CX3CR1+ monocytes modulate learning and learning-dependent dendritic spine remodeling via TNF-α

Abstract

Impaired learning and cognitive function often occurs during systemic infection or inflammation. Although activation of the innate immune system has been linked to the behavioral and cognitive effects that are associated with infection, the underlying mechanisms remain poorly understood. Here we mimicked viral immune activation with poly(I:C), a synthetic analog of double-stranded RNA, and longitudinally imaged postsynaptic dendritic spines of layer V pyramidal neurons in the mouse primary motor cortex using two-photon microscopy. We found that peripheral immune activation caused dendritic spine loss, impairments in learning-dependent dendritic spine formation and deficits in multiple learning tasks in mice. These observed synaptic alterations in the cortex were mediated by peripheral-monocyte-derived cells and did not require microglial function in the central nervous system. Furthermore, activation of CX3CR1^highLy6C^low monocytes impaired motor learning and learning-related dendritic spine plasticity through tumor necrosis factor (TNF)-α-dependent mechanisms. Taken together, our results highlight CX3CR1^high monocytes and TNF-α as potential therapeutic targets for preventing infection-induced cognitive dysfunction.

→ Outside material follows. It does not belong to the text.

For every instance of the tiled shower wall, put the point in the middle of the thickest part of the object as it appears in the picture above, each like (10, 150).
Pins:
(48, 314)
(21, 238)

Figure 1. Systemic immune challenge increases dendritic spine turnover in the cortex

(a) Left, cartoon depicting the experimental approach for longitudinal imaging of synaptic structural plasticity in Thy1-YFP transgenic mice, which express yellow fluorescent protein (YFP) in L5 pyramidal neurons. Right, representative images of transcranial two-photon imaging of dendritic spines on apical dendritic segments of L5 pyramidal neurons in the primary motor cortex of vehicle- or poly(I:C)-treated mice. Empty and filled arrowheads indicate individual spines that were eliminated or newly formed, respectively, on the same dendritic segment after 2 d. Asterisks indicate dendritic filopodia. Scale bar, 2 μm. (b) Summary quantification of dendritic spine elimination and formation from P30 to P32 in mice that were injected with a vehicle solution (n = 5 mice), with 0.5 mg/kg (n = 4 mice), 5 mg/kg (n = 6 mice) or 50 mg/kg (n = 4 mice) poly(I:C) i.p. at P30 or with 5 mg/kg poly(I:C) at P26 (n = 5 mice). (c) Spine elimination and formation 24 h after vehicle (n = 4 mice) or poly(I:C) (n = 6 mice) injection. (d) Net change in spine number after vehicle or poly(I:C) injection at P30 for the mice in c. (e) Quantification of dendritic spine elimination and formation after 2 d in mice that were injected with vehicle (n = 6 mice) or 5 mg/kg poly(I:C) (n = 5 mice) at P60. (f) Net change in spine number after 2 d in the vehicle- or poly(I:C)-treated mice in e. Throughout, individual circles represent data from a single mouse. Summary data are presented as mean ± s.e.m. *P < 0.05, **P < 0.01, ***P < 0.001; by the Kruskal–Wallis (b) or Mann–Whitney (c–f) test. See also Supplementary Table 1.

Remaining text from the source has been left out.